The present invention aims to solve the problem of handover between LTE/LTE-Advanced macro cell and home base station cell that cannot be well solved in the existing mobile communication handover technology, and proposes a method based on the current load of the cell, user speed and business status information. switching method.

In order to achieve the above object and solve corresponding technical problems, the present invention is achieved through the following technical solutions:

Step 1: The source eNodeB controls the WTRU (Wireless Transmitting/Receiving Unit) to send the load information, speed information and service status information of the terminal to the source eNodeB in an event-triggered, periodic-triggered or periodic-time-triggered manner.

Step 2: When the source eNodeB receives the reference signal reception strength or reference signal reception quality sent by the WTRU to meet the handover condition, when the source eNodeB makes a decision to handover to the HNB cell, the source eNodeB sends a handover request Send to the femtocell gateway system (or other femtocell handover judgment system), and at the same time send the WTRU speed and service status information to the femtocell gateway system (or other femtocell handover judgment system), and enter the next step.

Step 3: Determine whether the home base station allows the user to access. If the home base station adopts the CSG (closed subscriber group) mode, the home base station gateway system first determines whether the WTRU belongs to the closed subscriber group or whether the home base station adopts an open access mode. In the access mode, the WTRU belongs to the closed subscriber group or the home base station adopts the open access mode, then proceed to the next step.

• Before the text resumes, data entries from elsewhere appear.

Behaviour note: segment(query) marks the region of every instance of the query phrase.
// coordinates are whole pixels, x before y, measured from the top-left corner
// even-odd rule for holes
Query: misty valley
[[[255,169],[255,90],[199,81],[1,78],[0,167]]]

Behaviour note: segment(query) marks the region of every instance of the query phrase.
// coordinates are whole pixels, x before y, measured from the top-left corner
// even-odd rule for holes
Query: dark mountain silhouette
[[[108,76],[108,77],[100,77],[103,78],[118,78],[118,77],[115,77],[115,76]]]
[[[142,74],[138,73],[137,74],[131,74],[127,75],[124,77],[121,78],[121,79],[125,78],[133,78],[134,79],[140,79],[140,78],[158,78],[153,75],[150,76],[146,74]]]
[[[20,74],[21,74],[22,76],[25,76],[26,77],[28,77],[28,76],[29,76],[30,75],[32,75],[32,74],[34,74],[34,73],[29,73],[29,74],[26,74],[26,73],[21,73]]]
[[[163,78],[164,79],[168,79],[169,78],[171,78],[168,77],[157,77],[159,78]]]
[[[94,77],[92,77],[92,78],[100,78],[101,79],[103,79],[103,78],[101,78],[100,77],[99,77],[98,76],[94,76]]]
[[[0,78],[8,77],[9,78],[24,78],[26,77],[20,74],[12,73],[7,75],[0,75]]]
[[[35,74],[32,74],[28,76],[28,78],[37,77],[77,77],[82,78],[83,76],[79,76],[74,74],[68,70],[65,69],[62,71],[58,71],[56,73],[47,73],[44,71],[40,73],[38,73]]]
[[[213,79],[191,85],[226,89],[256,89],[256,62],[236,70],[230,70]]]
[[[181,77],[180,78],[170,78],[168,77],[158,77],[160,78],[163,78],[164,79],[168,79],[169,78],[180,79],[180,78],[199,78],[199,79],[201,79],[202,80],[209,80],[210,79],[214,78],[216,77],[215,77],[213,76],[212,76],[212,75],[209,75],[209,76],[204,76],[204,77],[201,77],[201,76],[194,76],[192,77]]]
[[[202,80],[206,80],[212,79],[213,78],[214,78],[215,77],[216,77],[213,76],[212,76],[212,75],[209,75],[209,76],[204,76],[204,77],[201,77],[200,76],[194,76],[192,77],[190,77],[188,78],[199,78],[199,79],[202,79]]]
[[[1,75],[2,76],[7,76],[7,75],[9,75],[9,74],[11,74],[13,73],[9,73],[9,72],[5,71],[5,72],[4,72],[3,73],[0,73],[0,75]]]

Step 4: Determine whether to perform handover according to the load conditions of the current LTE/LTE-Advanced source macro cell and the HNB cell, the speed status of the WTRU, and the service information status. If the handover condition is met, the WTRU is handed over from the source macro cell to the target base station cell, and if it is not met, the handover is not performed. During the handover decision process, the load conditions of the source macro cell and target HNB cell involved in the handover are considered comprehensively, and it is realized by processing the handover measurement information. The load status of the LTE/LTE-Advanced source macro cell and HNB cell and the reference signal reception strength of the WTRU Or the received quality of the reference signals is combined as an input for the handover decision.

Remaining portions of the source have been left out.